La musique, comme l’art en général, n’a pas vocation à se dévoiler dans l’instant, mais devrait inviter à l’écoute a posteriori, dans la mémoire de l’auditeur.
Une orientation unique de la perception par un impact spectaculaire sans différenciation ni articulation formelle transforme la partition en un objet de consommation immédiate, aussitôt oublié. Ce genre de produit sonore a quelque chose d’antidémocratique : il ne laisse aucun choix à l’auditeur-consommateur, c’est même un obstacle à la pensée et au sentiment personnels. Il est à noter que ce type d’œuvre évite le plus souvent toute dimension mélodique, donc de chant, de contrechant et de polyphonie, ces caractéristiques et ces dimensions musicales qui représentent pour moi une métaphore de l’espace démocratique et ontologique. Les exclure a priori, pour se limiter à des textures globales indifférenciées, m’apparaît comme un autre écueil.

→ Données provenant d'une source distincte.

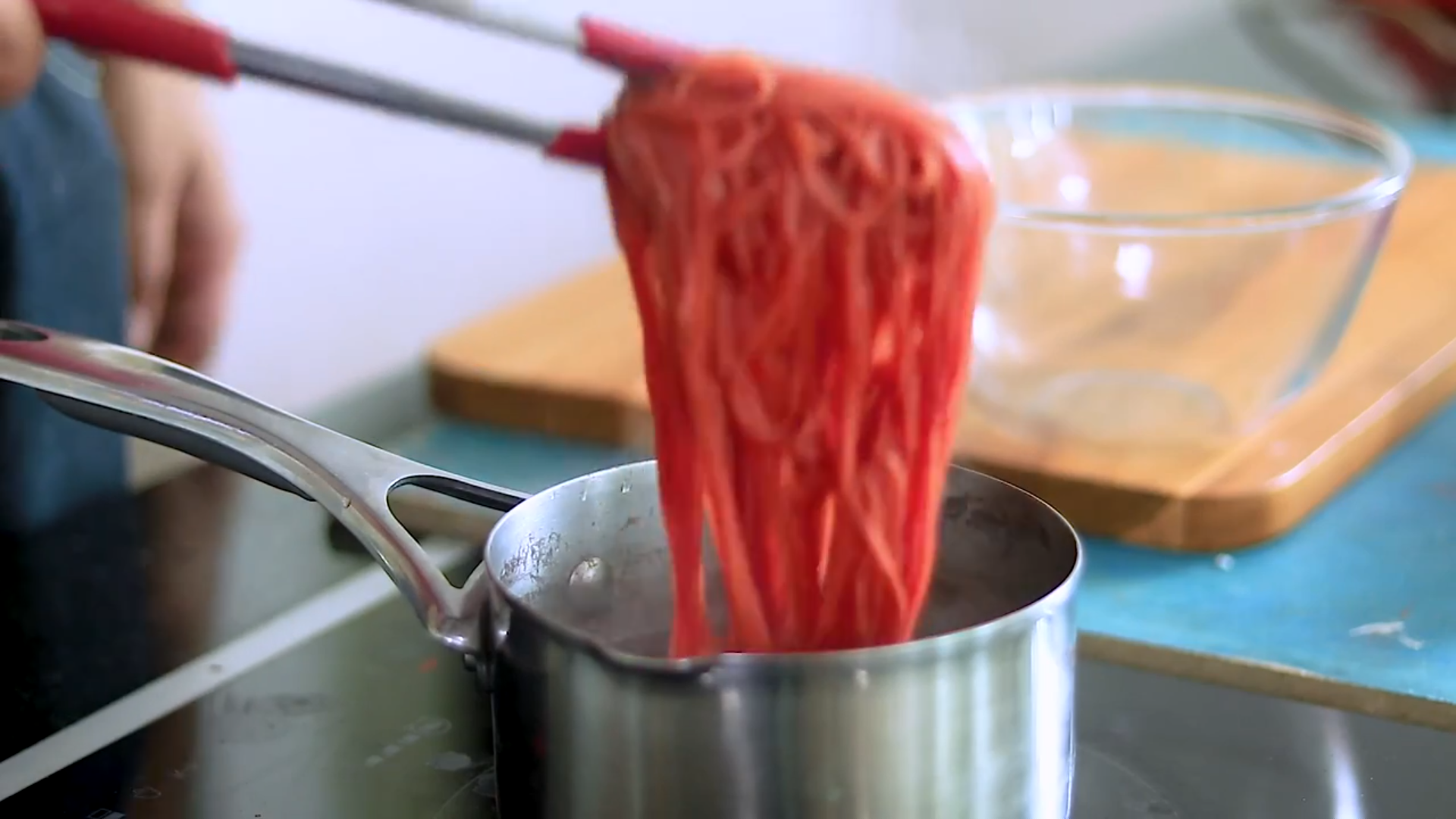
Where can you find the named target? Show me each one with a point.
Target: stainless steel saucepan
(566, 621)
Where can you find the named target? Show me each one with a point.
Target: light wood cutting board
(566, 362)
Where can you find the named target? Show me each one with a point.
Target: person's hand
(182, 219)
(22, 50)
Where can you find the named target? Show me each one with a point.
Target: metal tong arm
(140, 395)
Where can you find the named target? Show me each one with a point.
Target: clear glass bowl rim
(1395, 155)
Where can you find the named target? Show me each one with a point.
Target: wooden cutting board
(566, 362)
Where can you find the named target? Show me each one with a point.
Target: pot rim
(1062, 596)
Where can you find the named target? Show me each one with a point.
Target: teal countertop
(1356, 608)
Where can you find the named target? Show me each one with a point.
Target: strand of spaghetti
(814, 248)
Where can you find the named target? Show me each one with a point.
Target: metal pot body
(570, 614)
(970, 720)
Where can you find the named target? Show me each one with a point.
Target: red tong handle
(131, 30)
(628, 50)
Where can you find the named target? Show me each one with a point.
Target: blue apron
(63, 264)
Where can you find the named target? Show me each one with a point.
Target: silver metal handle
(136, 394)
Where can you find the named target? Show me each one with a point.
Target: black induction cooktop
(370, 719)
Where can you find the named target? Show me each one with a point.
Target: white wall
(369, 237)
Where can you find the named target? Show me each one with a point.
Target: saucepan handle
(140, 395)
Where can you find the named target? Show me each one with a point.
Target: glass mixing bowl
(1168, 264)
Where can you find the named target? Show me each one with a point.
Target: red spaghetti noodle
(804, 254)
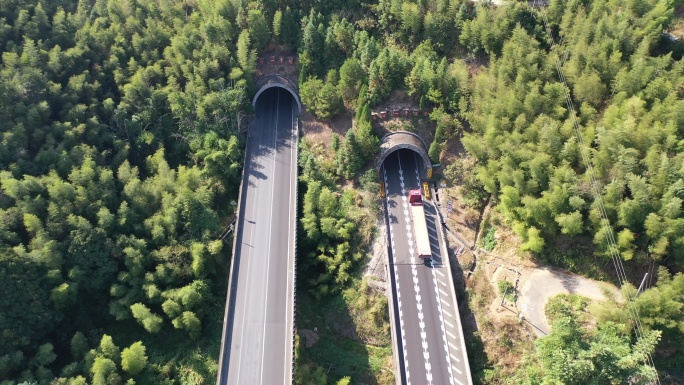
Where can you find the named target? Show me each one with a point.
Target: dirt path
(544, 283)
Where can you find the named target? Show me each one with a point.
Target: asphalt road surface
(430, 335)
(258, 332)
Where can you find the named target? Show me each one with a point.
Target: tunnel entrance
(277, 81)
(395, 141)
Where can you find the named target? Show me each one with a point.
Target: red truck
(419, 224)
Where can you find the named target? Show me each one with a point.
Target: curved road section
(430, 336)
(257, 343)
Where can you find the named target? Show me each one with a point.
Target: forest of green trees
(120, 148)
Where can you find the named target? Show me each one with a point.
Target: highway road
(257, 346)
(429, 326)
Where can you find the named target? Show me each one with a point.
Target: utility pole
(642, 283)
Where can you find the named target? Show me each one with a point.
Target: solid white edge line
(270, 231)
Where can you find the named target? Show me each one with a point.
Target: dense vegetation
(118, 153)
(119, 149)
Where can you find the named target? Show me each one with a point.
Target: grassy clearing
(499, 347)
(353, 330)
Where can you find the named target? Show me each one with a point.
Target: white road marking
(270, 231)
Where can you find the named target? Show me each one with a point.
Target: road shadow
(568, 281)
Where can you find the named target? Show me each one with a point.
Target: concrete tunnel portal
(389, 143)
(395, 141)
(279, 81)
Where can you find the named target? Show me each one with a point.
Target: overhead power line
(613, 250)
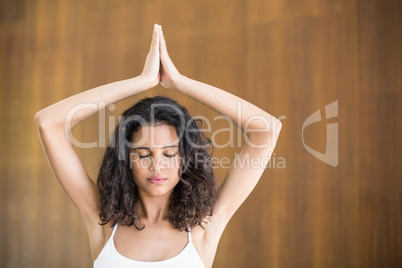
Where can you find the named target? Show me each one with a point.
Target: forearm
(251, 119)
(79, 107)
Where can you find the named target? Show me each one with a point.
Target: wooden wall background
(288, 57)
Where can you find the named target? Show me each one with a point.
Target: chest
(149, 244)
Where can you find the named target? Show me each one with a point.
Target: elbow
(265, 137)
(40, 120)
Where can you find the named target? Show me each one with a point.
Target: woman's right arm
(53, 131)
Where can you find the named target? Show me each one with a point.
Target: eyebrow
(147, 148)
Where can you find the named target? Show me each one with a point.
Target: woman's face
(155, 159)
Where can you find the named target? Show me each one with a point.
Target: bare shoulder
(98, 237)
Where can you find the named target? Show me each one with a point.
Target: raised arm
(260, 128)
(56, 121)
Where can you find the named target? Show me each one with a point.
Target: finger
(162, 41)
(155, 38)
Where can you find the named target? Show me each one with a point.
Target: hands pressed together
(158, 65)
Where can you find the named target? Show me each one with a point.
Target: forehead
(155, 136)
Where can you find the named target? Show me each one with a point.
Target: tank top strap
(114, 231)
(189, 235)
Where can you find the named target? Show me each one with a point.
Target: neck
(153, 209)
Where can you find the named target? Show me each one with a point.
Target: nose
(154, 165)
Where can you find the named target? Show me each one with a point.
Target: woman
(155, 203)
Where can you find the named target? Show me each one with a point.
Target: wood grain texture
(291, 58)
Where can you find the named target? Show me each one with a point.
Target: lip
(157, 179)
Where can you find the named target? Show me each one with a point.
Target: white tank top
(110, 257)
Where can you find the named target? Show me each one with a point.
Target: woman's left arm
(260, 128)
(261, 133)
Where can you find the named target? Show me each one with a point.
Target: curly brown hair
(193, 198)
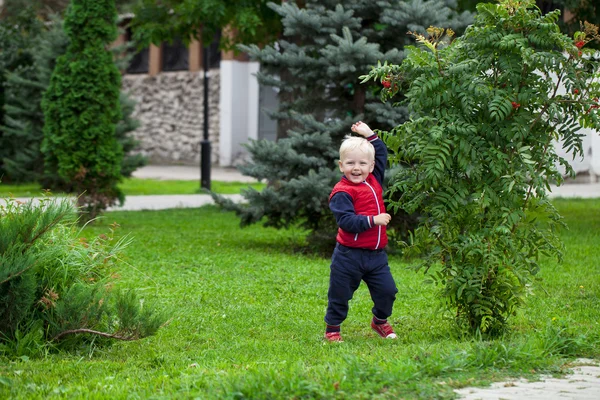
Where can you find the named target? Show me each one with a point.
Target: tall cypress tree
(315, 66)
(81, 108)
(22, 129)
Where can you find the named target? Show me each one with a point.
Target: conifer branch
(11, 277)
(93, 332)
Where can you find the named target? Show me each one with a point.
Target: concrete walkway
(192, 173)
(582, 384)
(133, 203)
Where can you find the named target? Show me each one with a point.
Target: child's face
(356, 165)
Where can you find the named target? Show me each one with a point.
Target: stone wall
(171, 114)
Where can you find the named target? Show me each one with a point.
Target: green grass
(136, 187)
(247, 306)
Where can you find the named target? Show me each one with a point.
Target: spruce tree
(81, 108)
(315, 66)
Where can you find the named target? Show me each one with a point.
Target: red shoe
(384, 330)
(333, 337)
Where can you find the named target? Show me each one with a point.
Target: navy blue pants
(348, 267)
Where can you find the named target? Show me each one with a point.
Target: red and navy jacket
(355, 205)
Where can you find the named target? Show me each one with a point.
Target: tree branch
(83, 330)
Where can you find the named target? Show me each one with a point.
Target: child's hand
(362, 129)
(382, 219)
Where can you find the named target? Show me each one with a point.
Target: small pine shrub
(55, 285)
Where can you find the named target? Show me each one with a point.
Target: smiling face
(356, 165)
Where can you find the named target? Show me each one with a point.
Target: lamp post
(205, 143)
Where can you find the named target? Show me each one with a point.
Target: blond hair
(351, 143)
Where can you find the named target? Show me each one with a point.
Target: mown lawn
(137, 186)
(247, 305)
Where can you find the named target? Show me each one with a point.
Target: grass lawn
(247, 310)
(137, 186)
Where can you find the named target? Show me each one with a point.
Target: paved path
(583, 384)
(181, 172)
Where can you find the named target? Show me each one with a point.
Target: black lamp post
(205, 143)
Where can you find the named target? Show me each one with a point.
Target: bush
(81, 109)
(54, 284)
(21, 132)
(485, 114)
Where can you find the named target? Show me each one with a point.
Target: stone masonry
(170, 110)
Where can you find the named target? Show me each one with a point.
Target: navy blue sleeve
(380, 158)
(345, 216)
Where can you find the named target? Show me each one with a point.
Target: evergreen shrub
(486, 112)
(55, 284)
(21, 132)
(81, 108)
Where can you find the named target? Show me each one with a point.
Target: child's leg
(381, 285)
(344, 279)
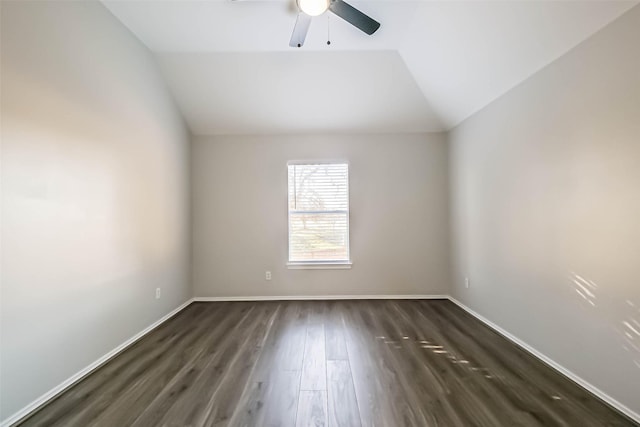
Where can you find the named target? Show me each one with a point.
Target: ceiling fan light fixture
(313, 7)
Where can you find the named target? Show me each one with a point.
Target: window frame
(320, 264)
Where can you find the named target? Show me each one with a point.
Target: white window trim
(322, 265)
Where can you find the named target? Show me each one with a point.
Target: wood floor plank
(312, 409)
(336, 346)
(319, 363)
(314, 364)
(342, 405)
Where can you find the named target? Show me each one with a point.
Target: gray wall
(94, 194)
(399, 215)
(546, 211)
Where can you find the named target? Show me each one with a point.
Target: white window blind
(318, 213)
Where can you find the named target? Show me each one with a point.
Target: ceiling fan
(307, 9)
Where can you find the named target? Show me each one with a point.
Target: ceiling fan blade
(300, 30)
(354, 16)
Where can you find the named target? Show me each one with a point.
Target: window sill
(339, 265)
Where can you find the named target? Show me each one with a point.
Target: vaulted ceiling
(431, 65)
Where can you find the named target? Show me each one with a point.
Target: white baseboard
(54, 392)
(316, 297)
(564, 371)
(42, 400)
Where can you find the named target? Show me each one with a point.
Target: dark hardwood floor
(325, 363)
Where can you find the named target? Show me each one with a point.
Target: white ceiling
(431, 65)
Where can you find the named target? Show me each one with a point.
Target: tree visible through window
(318, 212)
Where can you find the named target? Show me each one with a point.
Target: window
(318, 214)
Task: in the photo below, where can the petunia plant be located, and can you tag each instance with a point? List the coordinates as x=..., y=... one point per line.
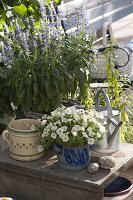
x=71, y=126
x=42, y=65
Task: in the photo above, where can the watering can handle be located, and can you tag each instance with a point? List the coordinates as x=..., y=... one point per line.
x=106, y=100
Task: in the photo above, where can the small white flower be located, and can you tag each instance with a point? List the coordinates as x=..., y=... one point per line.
x=64, y=128
x=90, y=141
x=45, y=133
x=59, y=131
x=53, y=135
x=44, y=117
x=61, y=135
x=102, y=129
x=53, y=128
x=40, y=148
x=33, y=128
x=99, y=135
x=76, y=117
x=85, y=134
x=43, y=122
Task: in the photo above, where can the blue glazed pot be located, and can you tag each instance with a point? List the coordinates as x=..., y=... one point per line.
x=73, y=158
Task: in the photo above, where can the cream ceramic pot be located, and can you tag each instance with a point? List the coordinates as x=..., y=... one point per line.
x=23, y=140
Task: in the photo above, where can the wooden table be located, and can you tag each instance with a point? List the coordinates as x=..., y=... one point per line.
x=43, y=179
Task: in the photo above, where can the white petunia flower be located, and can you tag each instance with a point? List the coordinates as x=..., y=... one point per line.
x=59, y=130
x=53, y=135
x=65, y=138
x=99, y=135
x=43, y=122
x=74, y=133
x=53, y=128
x=90, y=141
x=40, y=148
x=45, y=133
x=33, y=128
x=64, y=128
x=85, y=134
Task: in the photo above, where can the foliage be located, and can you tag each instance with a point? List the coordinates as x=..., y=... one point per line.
x=71, y=126
x=118, y=90
x=44, y=66
x=19, y=8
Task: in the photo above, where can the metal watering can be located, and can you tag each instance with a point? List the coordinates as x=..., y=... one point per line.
x=111, y=140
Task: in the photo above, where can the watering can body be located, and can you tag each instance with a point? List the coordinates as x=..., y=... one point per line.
x=111, y=139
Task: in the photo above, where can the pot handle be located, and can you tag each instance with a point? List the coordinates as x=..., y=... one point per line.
x=108, y=105
x=5, y=136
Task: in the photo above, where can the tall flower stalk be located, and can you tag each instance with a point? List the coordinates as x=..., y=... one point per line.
x=43, y=65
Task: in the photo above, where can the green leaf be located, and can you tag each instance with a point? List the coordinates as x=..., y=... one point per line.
x=22, y=10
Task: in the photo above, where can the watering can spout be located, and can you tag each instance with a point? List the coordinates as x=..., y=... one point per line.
x=115, y=132
x=111, y=140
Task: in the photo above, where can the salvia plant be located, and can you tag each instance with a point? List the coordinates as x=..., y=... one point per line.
x=71, y=126
x=43, y=65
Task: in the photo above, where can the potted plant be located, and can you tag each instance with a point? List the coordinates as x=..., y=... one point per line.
x=44, y=66
x=73, y=131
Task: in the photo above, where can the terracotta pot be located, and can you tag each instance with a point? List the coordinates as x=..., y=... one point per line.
x=22, y=140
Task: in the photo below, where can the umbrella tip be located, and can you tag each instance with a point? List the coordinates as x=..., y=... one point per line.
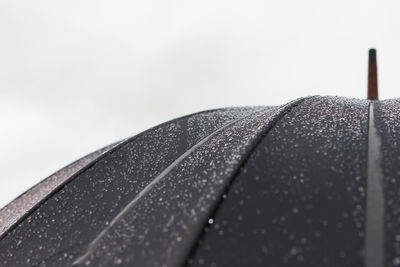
x=372, y=75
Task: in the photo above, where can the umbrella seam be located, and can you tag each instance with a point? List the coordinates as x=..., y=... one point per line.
x=87, y=167
x=374, y=225
x=245, y=159
x=93, y=244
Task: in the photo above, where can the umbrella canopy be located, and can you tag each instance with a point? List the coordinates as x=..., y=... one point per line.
x=314, y=182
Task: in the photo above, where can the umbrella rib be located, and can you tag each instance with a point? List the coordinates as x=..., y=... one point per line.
x=93, y=244
x=374, y=239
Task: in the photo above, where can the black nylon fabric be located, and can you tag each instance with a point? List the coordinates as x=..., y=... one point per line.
x=387, y=121
x=300, y=198
x=56, y=233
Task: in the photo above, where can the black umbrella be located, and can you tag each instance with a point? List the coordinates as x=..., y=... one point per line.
x=314, y=182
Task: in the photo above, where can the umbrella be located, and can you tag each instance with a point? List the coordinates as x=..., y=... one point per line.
x=310, y=183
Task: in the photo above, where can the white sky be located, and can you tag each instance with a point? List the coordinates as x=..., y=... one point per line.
x=77, y=75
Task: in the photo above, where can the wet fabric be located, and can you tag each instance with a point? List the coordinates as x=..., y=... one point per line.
x=300, y=198
x=254, y=186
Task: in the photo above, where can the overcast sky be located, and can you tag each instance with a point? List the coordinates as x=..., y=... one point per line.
x=77, y=75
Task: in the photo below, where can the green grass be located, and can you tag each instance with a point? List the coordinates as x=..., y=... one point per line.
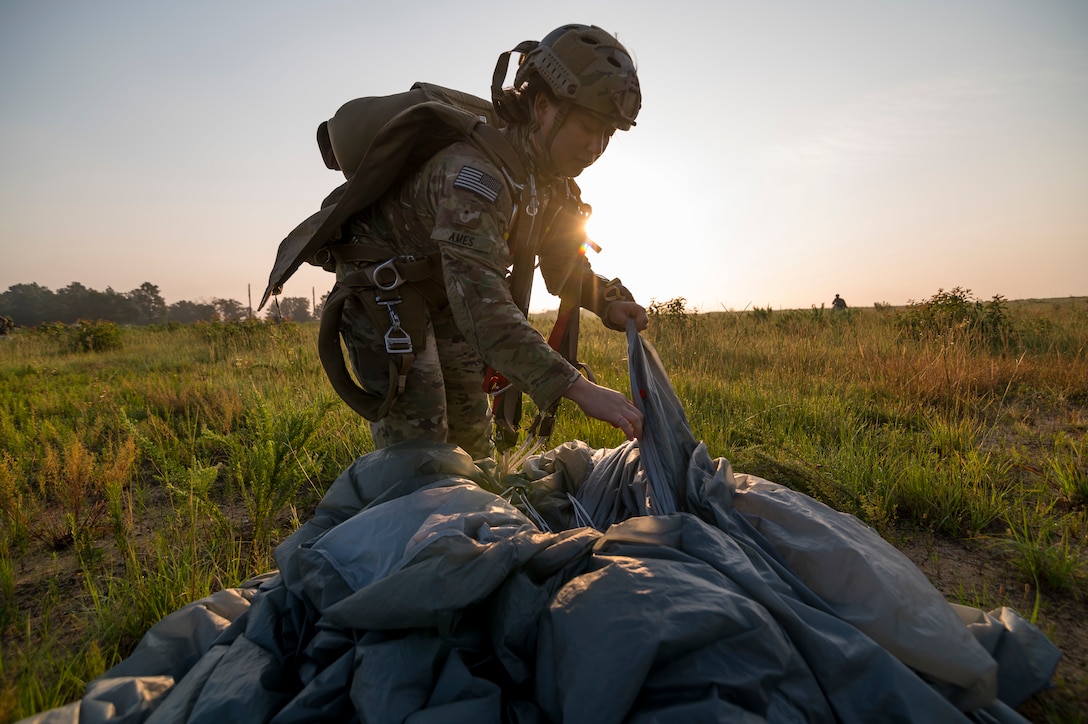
x=140, y=475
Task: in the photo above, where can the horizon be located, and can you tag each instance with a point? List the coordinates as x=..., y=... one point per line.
x=782, y=155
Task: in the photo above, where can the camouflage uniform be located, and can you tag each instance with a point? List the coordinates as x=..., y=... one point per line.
x=459, y=206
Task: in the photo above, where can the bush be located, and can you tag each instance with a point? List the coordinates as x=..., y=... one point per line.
x=954, y=311
x=94, y=336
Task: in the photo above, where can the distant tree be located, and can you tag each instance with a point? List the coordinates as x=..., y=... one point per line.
x=29, y=305
x=230, y=310
x=76, y=302
x=147, y=304
x=295, y=308
x=186, y=311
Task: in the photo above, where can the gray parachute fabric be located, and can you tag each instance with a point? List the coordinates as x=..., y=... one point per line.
x=416, y=593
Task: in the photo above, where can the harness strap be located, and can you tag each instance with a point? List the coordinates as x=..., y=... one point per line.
x=395, y=293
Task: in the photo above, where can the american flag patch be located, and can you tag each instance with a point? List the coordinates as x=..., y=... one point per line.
x=478, y=182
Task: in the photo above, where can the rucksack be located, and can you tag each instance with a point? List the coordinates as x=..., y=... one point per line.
x=376, y=142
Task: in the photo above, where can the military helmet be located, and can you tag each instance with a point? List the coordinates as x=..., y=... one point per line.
x=586, y=66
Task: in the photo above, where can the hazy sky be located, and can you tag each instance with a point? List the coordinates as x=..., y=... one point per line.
x=787, y=150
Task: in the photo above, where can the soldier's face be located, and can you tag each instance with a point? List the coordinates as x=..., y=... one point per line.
x=580, y=140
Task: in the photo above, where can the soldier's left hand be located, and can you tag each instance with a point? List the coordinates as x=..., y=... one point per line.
x=620, y=311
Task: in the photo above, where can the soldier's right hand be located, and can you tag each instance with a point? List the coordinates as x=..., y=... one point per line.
x=606, y=405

L’écoute s’inscrit dans des relations que la notation a dû conquérir pas à pas, du moment que l’écriture paramétrique ne pouvait plus exprimer tous les phénomènes sonores mis en jeu. La variété des sonorités en acte, par des relations de notes et/ou de sons complexes ou bruités, a contribué à élargir l’espace relatif des hauteurs à un espace relatif des fréquences, des timbres et des sonorités. Et c’est à l’intérieur de cet espace que se joue la musique d’aujourd’hui.
Concevoir et écouter ainsi la musique, c’est étendre notre perception et notre entendement. L’espace des possibles est ouvert et pluriel, au-delà de la malédiction des malentendus.